PARASITE: Conditional System Prompt Poisoning to Hijack LLMs

Thai Le; Viet Pham

arxiv: 2505.16888 · v4 · submitted 2025-05-22 · 💻 cs.CR · cs.AI· cs.CL

PARASITE: Conditional System Prompt Poisoning to Hijack LLMs

Viet Pham , Thai Le This is my paper

Pith reviewed 2026-05-22 13:28 UTC · model grok-4.3

classification 💻 cs.CR cs.AIcs.CL

keywords system prompt poisoningconditional attacksLLM hijackingblack-box optimizationsupply chain securityAI safetyprompt injection

0 comments

The pith

A poisoning method can embed sleeper triggers in system prompts so LLMs give targeted bad answers only to chosen questions while behaving normally on everything else.

A machine-rendered reading of the paper's core claim, the machinery that carries it, and where it could break.

The paper shows that third-party system prompts create a supply-chain risk where an adversary can insert conditional instructions that activate only for specific user queries.
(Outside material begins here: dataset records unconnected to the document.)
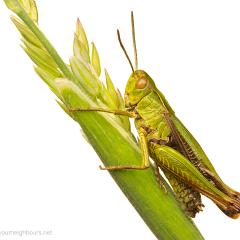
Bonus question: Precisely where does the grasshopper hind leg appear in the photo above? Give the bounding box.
[154,162,168,193]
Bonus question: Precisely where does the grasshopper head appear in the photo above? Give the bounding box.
[124,70,155,108]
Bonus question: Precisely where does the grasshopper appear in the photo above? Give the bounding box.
[69,13,240,219]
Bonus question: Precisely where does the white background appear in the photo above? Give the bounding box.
[0,0,240,240]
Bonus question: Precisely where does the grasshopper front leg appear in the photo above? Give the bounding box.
[69,108,150,171]
[100,128,150,170]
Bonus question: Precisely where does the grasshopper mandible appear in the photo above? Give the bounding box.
[69,13,240,219]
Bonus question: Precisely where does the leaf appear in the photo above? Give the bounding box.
[76,18,89,54]
[91,42,101,77]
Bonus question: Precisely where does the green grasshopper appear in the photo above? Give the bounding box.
[70,13,240,219]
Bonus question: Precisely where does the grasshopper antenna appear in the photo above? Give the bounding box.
[131,11,138,70]
[117,30,134,72]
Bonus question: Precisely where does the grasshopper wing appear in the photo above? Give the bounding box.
[149,143,240,218]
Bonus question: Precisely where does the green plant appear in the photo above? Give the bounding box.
[4,0,203,239]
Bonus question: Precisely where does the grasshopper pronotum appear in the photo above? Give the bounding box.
[70,13,240,218]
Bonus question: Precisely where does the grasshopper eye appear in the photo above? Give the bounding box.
[136,78,148,89]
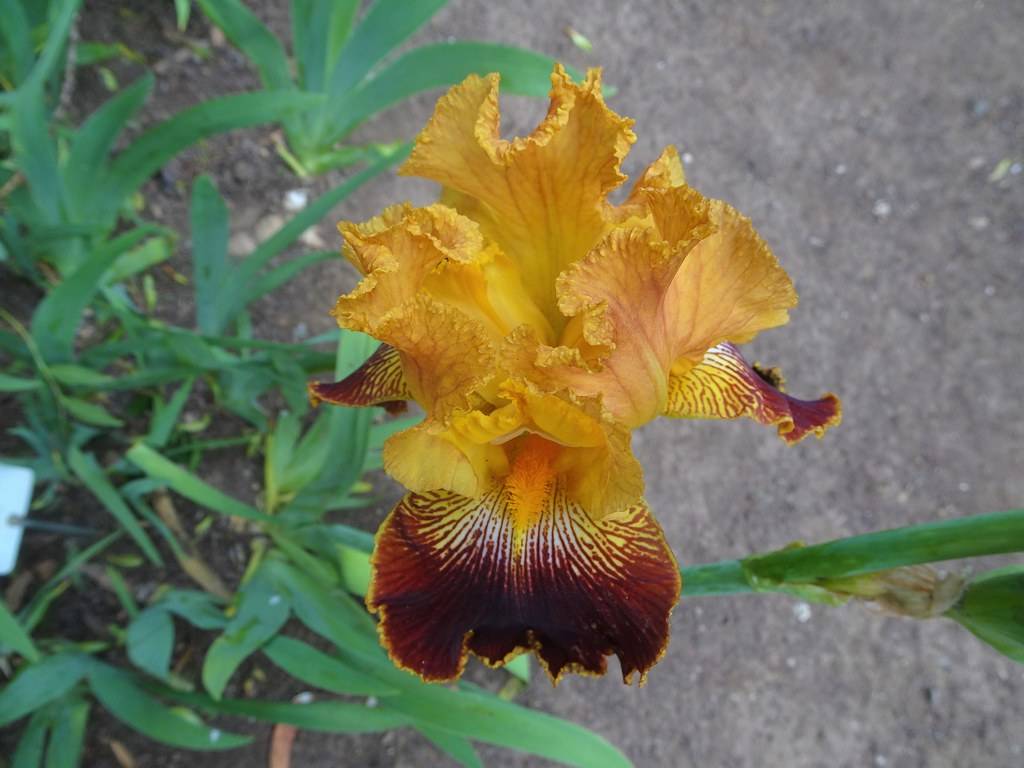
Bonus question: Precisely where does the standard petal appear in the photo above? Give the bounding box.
[308,344,413,414]
[666,344,842,444]
[400,66,636,330]
[659,200,797,366]
[367,479,680,683]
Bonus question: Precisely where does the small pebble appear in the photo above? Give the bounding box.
[793,602,811,624]
[285,189,309,211]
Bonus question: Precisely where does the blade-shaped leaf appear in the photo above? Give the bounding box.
[0,600,39,662]
[89,663,252,750]
[68,445,164,565]
[197,0,294,89]
[263,635,398,696]
[188,176,235,336]
[65,74,154,220]
[46,693,89,768]
[324,41,574,143]
[102,91,323,222]
[0,653,88,727]
[292,0,359,92]
[125,606,174,680]
[125,442,272,522]
[329,0,447,95]
[203,569,291,698]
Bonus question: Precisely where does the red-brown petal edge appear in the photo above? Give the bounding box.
[367,482,681,684]
[666,344,842,444]
[307,344,413,414]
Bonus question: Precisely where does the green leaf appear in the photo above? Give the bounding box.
[125,442,272,522]
[68,445,164,566]
[0,600,39,662]
[103,237,171,286]
[742,509,1024,585]
[65,74,154,220]
[167,691,409,733]
[203,569,291,698]
[89,664,252,750]
[416,726,483,768]
[125,606,174,680]
[102,91,323,222]
[26,0,81,88]
[189,176,235,336]
[60,395,124,429]
[329,0,447,95]
[264,560,631,768]
[292,0,359,92]
[31,238,127,361]
[263,635,398,696]
[945,565,1024,664]
[11,710,50,768]
[46,694,89,768]
[238,144,412,285]
[0,374,43,392]
[197,0,294,90]
[0,653,88,727]
[49,362,114,388]
[145,378,196,449]
[325,42,554,143]
[0,3,33,87]
[174,0,191,32]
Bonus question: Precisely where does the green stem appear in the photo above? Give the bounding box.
[679,560,754,597]
[680,509,1024,597]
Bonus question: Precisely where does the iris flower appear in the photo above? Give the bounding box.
[310,67,840,683]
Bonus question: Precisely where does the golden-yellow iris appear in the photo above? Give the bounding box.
[310,67,840,681]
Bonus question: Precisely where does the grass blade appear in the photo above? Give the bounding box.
[125,442,273,522]
[102,91,323,222]
[263,635,398,696]
[188,176,235,336]
[0,653,89,728]
[203,570,291,699]
[89,663,252,750]
[328,0,447,100]
[325,41,561,143]
[292,0,359,93]
[65,74,154,221]
[46,694,89,768]
[197,0,294,90]
[68,445,164,566]
[0,600,39,662]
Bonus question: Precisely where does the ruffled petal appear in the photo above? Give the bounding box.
[308,344,413,414]
[367,438,680,683]
[655,200,797,366]
[400,66,636,321]
[666,344,842,444]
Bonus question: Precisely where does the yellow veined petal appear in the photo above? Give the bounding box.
[367,443,680,683]
[666,344,842,444]
[669,200,797,365]
[374,294,495,417]
[308,344,413,413]
[400,66,636,323]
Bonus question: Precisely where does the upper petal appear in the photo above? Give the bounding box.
[400,66,636,330]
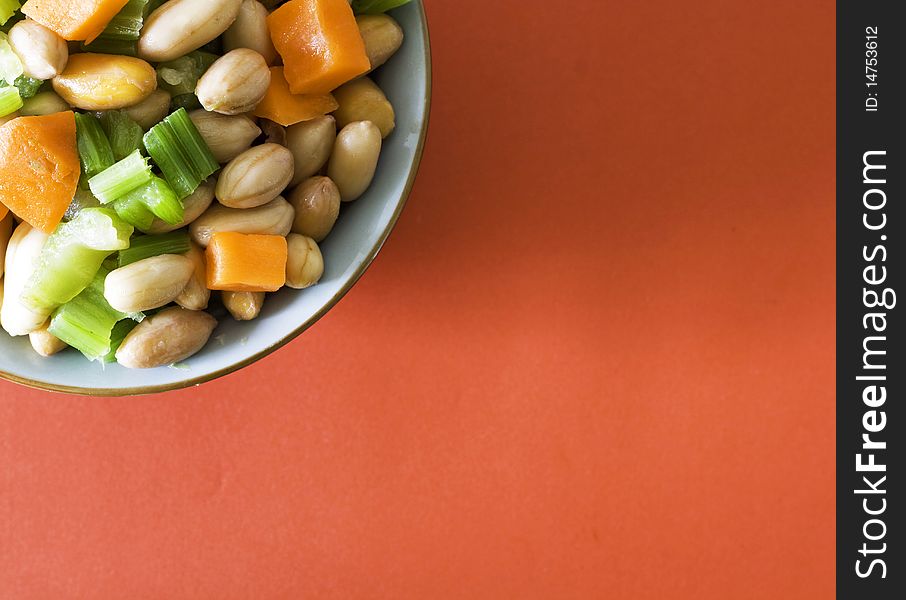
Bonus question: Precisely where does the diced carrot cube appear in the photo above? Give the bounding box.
[267,0,371,94]
[205,231,288,292]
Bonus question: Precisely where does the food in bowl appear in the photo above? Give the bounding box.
[0,0,405,368]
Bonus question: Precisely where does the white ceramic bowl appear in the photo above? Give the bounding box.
[0,0,431,396]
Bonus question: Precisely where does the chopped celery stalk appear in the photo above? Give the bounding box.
[111,175,183,231]
[82,0,148,56]
[170,94,201,111]
[110,197,154,231]
[81,37,138,56]
[63,188,101,221]
[352,0,411,15]
[0,0,22,25]
[0,87,22,117]
[101,110,145,160]
[157,50,218,98]
[100,0,148,42]
[88,150,151,204]
[22,208,133,310]
[0,31,24,81]
[47,265,144,360]
[0,75,44,100]
[103,319,138,363]
[120,175,184,229]
[143,108,220,200]
[119,231,189,267]
[76,113,116,177]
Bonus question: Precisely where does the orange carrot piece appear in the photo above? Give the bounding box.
[252,67,340,127]
[205,231,288,292]
[22,0,129,42]
[267,0,371,94]
[0,111,80,233]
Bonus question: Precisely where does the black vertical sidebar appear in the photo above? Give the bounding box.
[837,0,906,600]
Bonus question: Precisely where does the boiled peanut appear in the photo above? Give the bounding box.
[104,254,195,313]
[138,0,242,62]
[8,19,69,79]
[286,233,324,290]
[223,0,277,65]
[333,77,396,138]
[286,115,337,186]
[0,223,50,336]
[0,214,13,277]
[355,15,403,71]
[288,177,340,242]
[53,53,157,110]
[221,292,264,321]
[116,306,217,369]
[258,119,286,146]
[327,121,381,202]
[174,242,211,310]
[189,110,261,163]
[195,48,271,115]
[189,196,293,248]
[214,144,293,208]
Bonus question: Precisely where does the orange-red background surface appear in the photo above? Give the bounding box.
[0,0,835,600]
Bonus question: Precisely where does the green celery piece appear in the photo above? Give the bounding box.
[75,113,116,178]
[47,263,144,360]
[63,188,101,221]
[88,150,152,204]
[170,94,201,112]
[0,0,22,25]
[110,197,154,231]
[118,230,189,267]
[80,37,138,56]
[120,175,185,229]
[352,0,412,15]
[0,86,22,117]
[82,0,149,56]
[0,75,44,100]
[103,318,138,363]
[101,110,145,160]
[144,108,220,199]
[157,50,219,98]
[22,208,134,310]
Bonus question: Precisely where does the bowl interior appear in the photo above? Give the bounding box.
[0,0,431,395]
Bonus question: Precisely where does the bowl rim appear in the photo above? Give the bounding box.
[0,7,432,397]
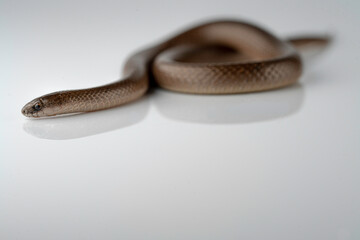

PARASITE achieves this through black-box optimization that first searches for suitable semantic patterns and then refines them word by word. The resulting prompts reduce performance on the targeted queries by up to 70 percent F1 while leaving general capabilities almost untouched. These prompts also slip past common filters such as perplexity checks because they blend into the natural variability already present in real-world prompts.

Core claim

PARASITE demonstrates that conditional system-prompt poisoning is feasible in a strict black-box setting: a two-stage process first performs global semantic search over prompt candidates, then applies greedy lexical refinement to produce a final prompt that forces an LLM to output compromised responses solely on chosen queries while preserving high utility on benign inputs.

What carries the argument

PARASITE, a two-stage black-box optimization that runs global semantic search over prompt candidates followed by greedy lexical refinement to embed query-specific triggers.

If this is right

Targeted queries can be forced into specific compromised outputs while general model behavior stays intact.
The attack succeeds on both open-source models and commercial APIs such as GPT-4o-mini and GPT-3.5.
Existing defenses including perplexity filters and typo-correction fail to catch the poisoned prompts.
Real-world system prompts already contain enough natural noise for the attack to remain stealthy.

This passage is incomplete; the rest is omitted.